Opinion: Age matters. Which is why Biden's age is his superpower


Joe Biden is old. Like each of us, he comes from a particular place in history, in his case the LBJ years. And that’s one big reason why his first term has been so full of accomplishment: His age, often cited as the greatest obstacle to his reelection, is actually his superpower.

There was never much question that Third Act, the progressive organizing group for people over 60 that I helped found, would end up endorsing President Biden for reelection. We campaign to protect our climate and our democracy, and so the chances we would back Donald Trump — who pulled us out of the Paris climate accords and helped mount the Jan. 6 insurrection — were nil. (Nikki Haley, another no-go, strenuously backed Trump’s Paris pullout.)

Biden, on the other hand, is a scrupulous small-d democrat. His record on climate isn’t perfect, but he has helped jump-start renewable energy development, and just last month he showed real bravery in standing up to Big Oil and pausing new permits for LNG — liquid natural gas — export.

Still, individual policy decisions don’t explain why my organization’s members are drawn to Biden. It’s not that we reflexively like older politicians; we take seriously the need to pass the torch to a new generation. But we also don’t unthinkingly dismiss anyone just because they can collect Social Security. Obviously you lose a step physically as you age, but the presidency doesn’t require carrying sofas up the White House stairs. And science increasingly finds that aging brains make more connections, perhaps because they have more history to work with.

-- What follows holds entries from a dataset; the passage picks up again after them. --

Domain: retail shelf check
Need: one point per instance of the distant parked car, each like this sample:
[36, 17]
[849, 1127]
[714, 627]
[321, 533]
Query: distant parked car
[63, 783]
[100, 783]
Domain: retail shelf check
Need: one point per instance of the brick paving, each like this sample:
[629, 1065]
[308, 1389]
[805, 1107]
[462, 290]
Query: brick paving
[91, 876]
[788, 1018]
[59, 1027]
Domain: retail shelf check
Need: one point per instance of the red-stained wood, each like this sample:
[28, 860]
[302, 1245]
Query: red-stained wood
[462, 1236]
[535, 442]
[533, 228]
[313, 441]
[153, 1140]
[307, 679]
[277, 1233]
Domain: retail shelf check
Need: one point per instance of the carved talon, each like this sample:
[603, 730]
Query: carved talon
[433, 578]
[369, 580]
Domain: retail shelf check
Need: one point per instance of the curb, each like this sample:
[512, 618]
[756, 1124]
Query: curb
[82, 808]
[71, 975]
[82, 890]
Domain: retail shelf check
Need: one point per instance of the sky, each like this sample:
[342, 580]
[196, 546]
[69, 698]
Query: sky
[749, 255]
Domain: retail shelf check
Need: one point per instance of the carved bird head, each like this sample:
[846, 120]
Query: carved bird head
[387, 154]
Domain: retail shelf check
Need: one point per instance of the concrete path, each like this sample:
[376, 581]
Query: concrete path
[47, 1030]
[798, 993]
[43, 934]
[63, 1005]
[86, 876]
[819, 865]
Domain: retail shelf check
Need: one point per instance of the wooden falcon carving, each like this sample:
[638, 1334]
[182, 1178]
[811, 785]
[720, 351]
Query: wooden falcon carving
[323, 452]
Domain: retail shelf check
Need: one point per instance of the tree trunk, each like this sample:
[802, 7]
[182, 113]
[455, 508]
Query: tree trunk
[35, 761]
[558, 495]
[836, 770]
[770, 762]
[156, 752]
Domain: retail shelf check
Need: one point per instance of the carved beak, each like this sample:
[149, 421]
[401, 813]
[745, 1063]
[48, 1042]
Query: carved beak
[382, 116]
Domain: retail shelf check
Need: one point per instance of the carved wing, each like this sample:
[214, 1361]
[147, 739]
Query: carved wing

It’s the specifics of that history that really draw us in.

The first presidential election in which Joe Biden was eligible to vote featured Lyndon Johnson beating Barry Goldwater. History remembers LBJ’s presidency as chaotic because of his tragic adventuring in Vietnam, but in other respects it was remarkable. His Great Society echoed Franklin Roosevelt’s New Deal (FDR was Biden’s childhood president). Under Johnson, the federal government took ambitious steps to advance civil rights, to rein in poverty, attack disease, beautify human landscapes and conserve wild ones, and to further science — these were the Apollo space program years. Not every project worked, but lots have lasted: Medicare, Medicaid and food stamps, for instance.

So Biden was socialized in an era when government took on big causes, and you can see it reflected in his first-term commitment to rebuilding infrastructure on a grand scale, boosting a new sustainable energy economy with billions of dollars for solar panels and battery factories, dramatically increasing the number of people with healthcare, and standing up for gun control, voting rights and reproductive rights.

This propensity to go big is different from his immediate predecessors.

Barack Obama first got to vote in the Carter-Reagan election of 1980, a landslide for Reagan that repudiated an active role for Washington in domestic policy, replacing it with the idea that government was the problem, and that the free market solves all problems. Reagan’s triumph was so complete that it altered for a long while the boundaries of our political life: When Obama, at the end of his time in office, was asked why even with 60 Democratic senators at his inauguration his policy achievements — Obamacare excepted — had been relatively modest, he cited a “residual willingness to accept the political constraints that we’d inherited from the post-Reagan era. … Probably there was an embrace of market solutions to a whole host of problems that wasn’t entirely justified.”

Biden simply doesn’t have that residual Reaganism; his political makeup was formed before the Reagan revolution. He watched a booming economy in the Johnson years that narrowed the gap between poor and rich. Reagan’s economic boom benefited the rich. Now Biden is back in LBJ mode, and the gap has — for the first time in decades — begun to narrow again.

What are Trump’s political influences? What presidency might be his model? He first got to vote in 1968’s tilt between Hubert Humphrey and Richard Nixon. He didn’t inherit any of Nixon’s few good qualities (he founded the Environmental Protection Agency, for instance). Trump mainly seems to have adopted Nixon’s endless sense of victimization, not to mention his willingness to break the law on his own behalf.

The commitment to the principles of the New Deal and the Great Society — to the idea of America as a group project, not a series of isolated and individual efforts at personal advancement — are what we desperately need. Turning over all important decisions to “the market” has left us on a planet with melting poles and cartoonish levels of inequality.

Johnson, of course, wasn’t reelected; with the war in Vietnam raging, he didn’t even run. Biden appears to have remembered that too, with his forthright decision to finally get us out of Afghanistan. Now Gaza may be the kind of inhuman quagmire that could still bring him down.

That would be a shame, because given another four years Biden might well be able to restore confidence in an America that has so destructively turned on itself.

Age matters. My cohort agrees. Why did Biden believe he could do what he did in his first term? Because he’d seen it done. Let’s hope the politicians of the future are watching his successes closely.

Bill McKibben is Schumann Distinguished Scholar in Environmental Policy at Middlebury College and founder of Third Act.